How to Find duplicates files (by name and/or size) in a specific folder of my google drive?
For better readability I add the next part of this answer in a second answer.
Here is the code to handle the duplicates : it works in 2 steps :
- detect the duplicates and mark them in the sheet to check if everything is fine (markDuplicates())
- remove the red background on the files you want to preserve (they will become yellow after step 3 is done)
- delete the selected (marked) files, actually move them to trash, you'll have to empty the trash manually from the drive Ui. (trashDuplicates()) The deleted files will be colored in deep red to confirm deletion.
LAST EDIT :
Placed the full code here and made some functions private to avoid errors due to bad script calls.
function startProcess(){
PropertiesService.getScriptProperties().deleteAllProperties();
try{
ScriptApp.deleteTrigger(ScriptApp.getProjectTriggers()[0]);
}catch(e){}
var sh = SpreadsheetApp.getActiveSheet();
sh.getDataRange().clear();
sh.getRange(1,1,1,4).setValues([['fileName (logged @'+Utilities.formatDate(new Date(),Session.getScriptTimeZone(),'MMM-dd-yyyy HH:mm')+')','fileSize','parent folders tree','fileID']]);
var trig = ScriptApp.newTrigger('getDriveFilesList_').timeBased().everyMinutes(5).create();
Logger.log(trig.getUniqueId()+' '+trig.getHandlerFunction());
getDriveFilesList_();
}
function getDriveFilesList_(){
var content = [];
var startTime = new Date().getTime();
var sh = SpreadsheetApp.getActiveSheet();
if( ! PropertiesService.getScriptProperties().getProperty('numberOfFiles')){
PropertiesService.getScriptProperties().setProperty('numberOfFiles',0);
}
var numberOfFiles = Number(PropertiesService.getScriptProperties().getProperty('numberOfFiles'));
Logger.log(numberOfFiles);
var max = numberOfFiles+10000;
if( ! PropertiesService.getScriptProperties().getProperty('continuationToken')){
var files = DriveApp.getFiles();
// var files = DriveApp.getFolderById('0B3qSFd_____MTFZMDQ').getFiles();// use this line and comment the above if you want to process a single folder
// use your chozen folder ID of course (available from the browser url , the part after "https://drive.google.com/?authuser=0#folders/")
}else{
var files = DriveApp.continueFileIterator(PropertiesService.getScriptProperties().getProperty('continuationToken'))
}
while(files.hasNext() && numberOfFiles<(max)){
var file = files.next()
if(file.getSize()>0){
numberOfFiles++;
var folder = '(shared)';
if(file.getParents().hasNext()){folder = getTree_(file)}
content.push([file.getName(),file.getSize(),folder,file.getId()])
}
if(new Date().getTime()-startTime > 250000){break};
}
sh.getRange(sh.getLastRow()+1,1,content.length,content[0].length).setValues(content);
if(!files.hasNext()){ScriptApp.deleteTrigger(ScriptApp.getProjectTriggers()[0]);Logger.log('done !'); sh.getRange(sh.getLastRow()+1,1).setValue('All files processed ('+numberOfFiles+' found)')};
var continuationToken = files.getContinuationToken()

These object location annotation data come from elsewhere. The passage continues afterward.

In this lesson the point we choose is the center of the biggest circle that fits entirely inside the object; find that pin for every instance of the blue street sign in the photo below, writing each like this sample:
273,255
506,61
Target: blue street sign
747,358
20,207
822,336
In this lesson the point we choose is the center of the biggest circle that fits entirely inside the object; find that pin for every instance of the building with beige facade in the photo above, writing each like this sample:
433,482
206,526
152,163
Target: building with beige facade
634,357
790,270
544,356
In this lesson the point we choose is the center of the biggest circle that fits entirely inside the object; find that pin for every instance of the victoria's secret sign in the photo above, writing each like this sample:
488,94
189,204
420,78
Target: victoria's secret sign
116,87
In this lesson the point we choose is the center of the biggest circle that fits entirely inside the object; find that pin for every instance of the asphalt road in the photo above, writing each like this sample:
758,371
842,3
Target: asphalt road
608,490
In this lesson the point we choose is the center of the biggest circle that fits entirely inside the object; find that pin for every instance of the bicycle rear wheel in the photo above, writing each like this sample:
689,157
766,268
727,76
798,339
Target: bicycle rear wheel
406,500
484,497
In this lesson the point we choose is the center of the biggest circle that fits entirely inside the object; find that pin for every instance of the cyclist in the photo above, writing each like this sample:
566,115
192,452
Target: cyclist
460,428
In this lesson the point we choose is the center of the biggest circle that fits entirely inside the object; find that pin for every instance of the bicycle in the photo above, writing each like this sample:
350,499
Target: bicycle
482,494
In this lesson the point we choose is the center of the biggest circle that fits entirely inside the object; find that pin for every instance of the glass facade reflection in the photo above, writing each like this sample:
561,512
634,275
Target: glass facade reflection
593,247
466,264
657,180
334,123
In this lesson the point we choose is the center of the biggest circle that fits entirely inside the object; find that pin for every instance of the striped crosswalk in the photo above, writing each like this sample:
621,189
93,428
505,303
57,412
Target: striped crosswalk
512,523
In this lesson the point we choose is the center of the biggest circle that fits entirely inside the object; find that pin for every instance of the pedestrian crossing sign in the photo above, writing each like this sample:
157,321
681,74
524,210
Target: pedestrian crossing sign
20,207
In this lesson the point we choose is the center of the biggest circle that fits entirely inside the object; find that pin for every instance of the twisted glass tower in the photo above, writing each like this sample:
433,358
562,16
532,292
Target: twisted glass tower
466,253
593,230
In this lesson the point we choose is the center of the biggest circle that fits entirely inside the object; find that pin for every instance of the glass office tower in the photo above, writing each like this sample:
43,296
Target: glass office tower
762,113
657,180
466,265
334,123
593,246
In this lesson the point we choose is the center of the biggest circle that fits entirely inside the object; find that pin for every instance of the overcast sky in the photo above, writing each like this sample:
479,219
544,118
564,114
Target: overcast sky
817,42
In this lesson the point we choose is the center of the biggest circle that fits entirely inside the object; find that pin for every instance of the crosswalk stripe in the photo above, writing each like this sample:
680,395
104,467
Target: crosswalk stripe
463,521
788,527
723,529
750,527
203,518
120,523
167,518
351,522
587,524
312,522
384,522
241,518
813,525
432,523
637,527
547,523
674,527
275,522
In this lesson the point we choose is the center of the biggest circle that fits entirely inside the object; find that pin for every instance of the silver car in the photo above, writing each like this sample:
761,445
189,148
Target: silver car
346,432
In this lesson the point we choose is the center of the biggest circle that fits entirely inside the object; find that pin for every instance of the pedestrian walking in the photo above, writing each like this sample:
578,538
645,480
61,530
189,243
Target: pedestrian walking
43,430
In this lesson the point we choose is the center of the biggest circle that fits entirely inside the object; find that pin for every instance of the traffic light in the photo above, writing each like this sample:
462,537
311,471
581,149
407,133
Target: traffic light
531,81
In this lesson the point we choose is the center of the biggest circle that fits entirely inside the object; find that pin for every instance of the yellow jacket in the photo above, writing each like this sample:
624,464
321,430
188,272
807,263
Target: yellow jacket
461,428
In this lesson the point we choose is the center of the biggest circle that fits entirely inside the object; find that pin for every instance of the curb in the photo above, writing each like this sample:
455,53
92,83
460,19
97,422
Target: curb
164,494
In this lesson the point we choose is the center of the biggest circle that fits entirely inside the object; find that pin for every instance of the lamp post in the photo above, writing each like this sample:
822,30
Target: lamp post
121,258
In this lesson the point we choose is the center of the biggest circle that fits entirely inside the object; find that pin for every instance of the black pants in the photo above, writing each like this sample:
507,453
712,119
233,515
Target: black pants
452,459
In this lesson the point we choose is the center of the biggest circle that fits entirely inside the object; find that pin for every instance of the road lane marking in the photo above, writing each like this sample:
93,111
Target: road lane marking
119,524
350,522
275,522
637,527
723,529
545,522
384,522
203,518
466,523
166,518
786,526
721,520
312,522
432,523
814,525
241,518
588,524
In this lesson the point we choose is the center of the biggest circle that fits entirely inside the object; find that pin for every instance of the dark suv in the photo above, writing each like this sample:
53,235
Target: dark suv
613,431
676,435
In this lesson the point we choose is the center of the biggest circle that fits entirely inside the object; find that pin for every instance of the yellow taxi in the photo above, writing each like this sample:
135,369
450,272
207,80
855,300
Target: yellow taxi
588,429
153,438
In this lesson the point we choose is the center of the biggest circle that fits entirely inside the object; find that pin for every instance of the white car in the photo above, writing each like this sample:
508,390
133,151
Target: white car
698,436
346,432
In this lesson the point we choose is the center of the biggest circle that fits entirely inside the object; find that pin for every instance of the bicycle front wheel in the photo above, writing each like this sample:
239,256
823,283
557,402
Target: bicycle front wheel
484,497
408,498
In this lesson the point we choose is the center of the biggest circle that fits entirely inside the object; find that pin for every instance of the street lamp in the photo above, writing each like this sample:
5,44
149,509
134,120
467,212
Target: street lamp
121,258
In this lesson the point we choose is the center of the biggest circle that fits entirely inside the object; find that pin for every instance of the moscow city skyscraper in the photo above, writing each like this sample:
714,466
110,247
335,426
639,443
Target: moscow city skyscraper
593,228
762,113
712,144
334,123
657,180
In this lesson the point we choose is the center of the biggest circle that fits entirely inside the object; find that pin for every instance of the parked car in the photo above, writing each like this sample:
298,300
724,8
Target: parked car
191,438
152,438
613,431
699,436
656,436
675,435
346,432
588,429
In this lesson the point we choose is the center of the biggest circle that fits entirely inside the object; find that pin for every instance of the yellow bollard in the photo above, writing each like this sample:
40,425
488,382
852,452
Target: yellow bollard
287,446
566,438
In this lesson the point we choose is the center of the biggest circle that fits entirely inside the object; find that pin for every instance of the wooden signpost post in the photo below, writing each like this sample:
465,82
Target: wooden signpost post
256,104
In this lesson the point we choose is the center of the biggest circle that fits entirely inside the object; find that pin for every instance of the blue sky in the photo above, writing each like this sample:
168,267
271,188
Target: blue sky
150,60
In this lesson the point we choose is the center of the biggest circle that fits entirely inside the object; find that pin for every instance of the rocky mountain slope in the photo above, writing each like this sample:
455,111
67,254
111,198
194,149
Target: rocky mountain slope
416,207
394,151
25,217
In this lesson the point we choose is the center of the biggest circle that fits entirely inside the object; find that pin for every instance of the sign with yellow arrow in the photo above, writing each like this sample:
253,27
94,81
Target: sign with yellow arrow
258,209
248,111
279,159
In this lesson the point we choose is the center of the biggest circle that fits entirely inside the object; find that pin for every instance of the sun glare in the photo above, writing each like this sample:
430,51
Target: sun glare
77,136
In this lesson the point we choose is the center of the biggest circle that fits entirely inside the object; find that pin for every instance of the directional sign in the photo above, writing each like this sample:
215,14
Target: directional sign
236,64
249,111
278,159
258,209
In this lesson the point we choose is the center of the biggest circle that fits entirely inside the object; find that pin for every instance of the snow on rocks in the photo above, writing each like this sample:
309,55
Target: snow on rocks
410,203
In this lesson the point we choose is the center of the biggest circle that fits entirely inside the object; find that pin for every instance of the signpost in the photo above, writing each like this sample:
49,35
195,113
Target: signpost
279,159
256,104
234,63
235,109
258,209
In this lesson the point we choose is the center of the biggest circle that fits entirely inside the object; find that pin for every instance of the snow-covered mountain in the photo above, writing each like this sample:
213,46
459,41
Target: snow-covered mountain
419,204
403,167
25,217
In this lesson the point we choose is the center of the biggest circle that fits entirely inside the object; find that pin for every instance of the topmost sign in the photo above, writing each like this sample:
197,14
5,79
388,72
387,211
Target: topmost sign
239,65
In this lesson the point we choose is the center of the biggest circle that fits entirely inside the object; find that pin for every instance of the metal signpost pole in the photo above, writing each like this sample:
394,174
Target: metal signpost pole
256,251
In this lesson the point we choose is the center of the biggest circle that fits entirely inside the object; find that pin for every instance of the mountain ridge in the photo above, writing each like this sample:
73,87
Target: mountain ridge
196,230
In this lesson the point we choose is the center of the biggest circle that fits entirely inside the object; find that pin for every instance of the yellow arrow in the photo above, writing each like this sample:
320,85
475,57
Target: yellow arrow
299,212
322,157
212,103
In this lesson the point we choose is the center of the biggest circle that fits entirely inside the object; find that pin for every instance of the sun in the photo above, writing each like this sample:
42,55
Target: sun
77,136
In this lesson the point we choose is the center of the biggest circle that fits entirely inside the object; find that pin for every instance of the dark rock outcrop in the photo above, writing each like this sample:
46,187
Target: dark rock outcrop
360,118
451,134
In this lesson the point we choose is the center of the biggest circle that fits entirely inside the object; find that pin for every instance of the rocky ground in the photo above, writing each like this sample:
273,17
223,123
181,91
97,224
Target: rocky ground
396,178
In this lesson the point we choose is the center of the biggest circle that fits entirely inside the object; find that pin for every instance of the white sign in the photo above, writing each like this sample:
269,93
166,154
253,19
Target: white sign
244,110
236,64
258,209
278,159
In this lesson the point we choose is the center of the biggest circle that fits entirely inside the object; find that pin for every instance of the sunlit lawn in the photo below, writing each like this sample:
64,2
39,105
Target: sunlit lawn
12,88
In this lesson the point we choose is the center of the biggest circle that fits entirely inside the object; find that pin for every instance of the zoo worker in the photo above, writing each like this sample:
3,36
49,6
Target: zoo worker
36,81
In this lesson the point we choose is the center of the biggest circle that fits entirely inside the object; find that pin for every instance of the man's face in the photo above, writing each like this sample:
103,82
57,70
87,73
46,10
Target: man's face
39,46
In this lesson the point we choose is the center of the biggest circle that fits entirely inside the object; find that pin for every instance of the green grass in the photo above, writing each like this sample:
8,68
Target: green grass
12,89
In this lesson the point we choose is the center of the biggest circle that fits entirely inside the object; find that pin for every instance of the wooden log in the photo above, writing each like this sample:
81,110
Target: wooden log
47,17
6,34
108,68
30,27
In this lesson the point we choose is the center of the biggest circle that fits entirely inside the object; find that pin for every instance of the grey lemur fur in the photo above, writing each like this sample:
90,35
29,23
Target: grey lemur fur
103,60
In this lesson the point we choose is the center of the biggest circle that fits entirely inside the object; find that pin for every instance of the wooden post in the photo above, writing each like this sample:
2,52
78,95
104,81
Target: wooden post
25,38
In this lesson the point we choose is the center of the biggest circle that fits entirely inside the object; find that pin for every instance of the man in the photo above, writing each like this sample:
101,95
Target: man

PropertiesService.getScriptProperties().setProperty('numberOfFiles',numberOfFiles);
PropertiesService.getScriptProperties().setProperty('continuationToken',continuationToken);
}
function markDuplicates(){
handleDuplicates_(false)
}
function trashDuplicates(){
handleDuplicates_(true)
}
function handleDuplicates_(trash){
var sh = SpreadsheetApp.getActiveSheet();
sh.setFrozenRows(1);
sh.sort(1);
var data = sh.getDataRange().getValues()
var headers = data.shift()
var lastComment = data.pop();
var toDelete = [];
var item = data[0];
for(var n=1 ; n<data.length; n++){
if(data[n][0]==item[0] && data[n][1]==item[1]){
toDelete.push('delete '+n);
}
item=data[n];
}
var marker = sh.getRange(2,1,data.length,1).getBackgrounds();
for(var n in data){
if(!trash){marker.push(['#FFF'])};
if(toDelete.indexOf('delete '+n)>-1 && !trash){
marker[n][0] = '#F99';
}
if(toDelete.indexOf('delete '+n)>-1 && trash){
if(marker[n][0]=='#ff9999'){
try{
DriveApp.getFileById(data[n][3]).setTrashed(trash);
marker[n][0] = '#F33';
}catch(err){Logger.log(err)}
}else{
marker[n][0] = '#FF9';
}
}
}
sh.getRange(2,1,marker.length,1).setBackgrounds(marker);
}
function getTree_(file){
var tree = [];
var folderP = file.getParents()
while (folderP.hasNext()){
var folder = folderP.next();
folderP = folder.getParents();
tree.push(folder.getName());
}
return tree.reverse().join('/');
}
Related videos on Youtube
miodf
Updated on June 04, 2022Comments
-
miodf almost 2 years
Is it possible to create a Google apps script which would select automatically duplicate files inside a specific (current) folder (then I just had to delete them with one click) ?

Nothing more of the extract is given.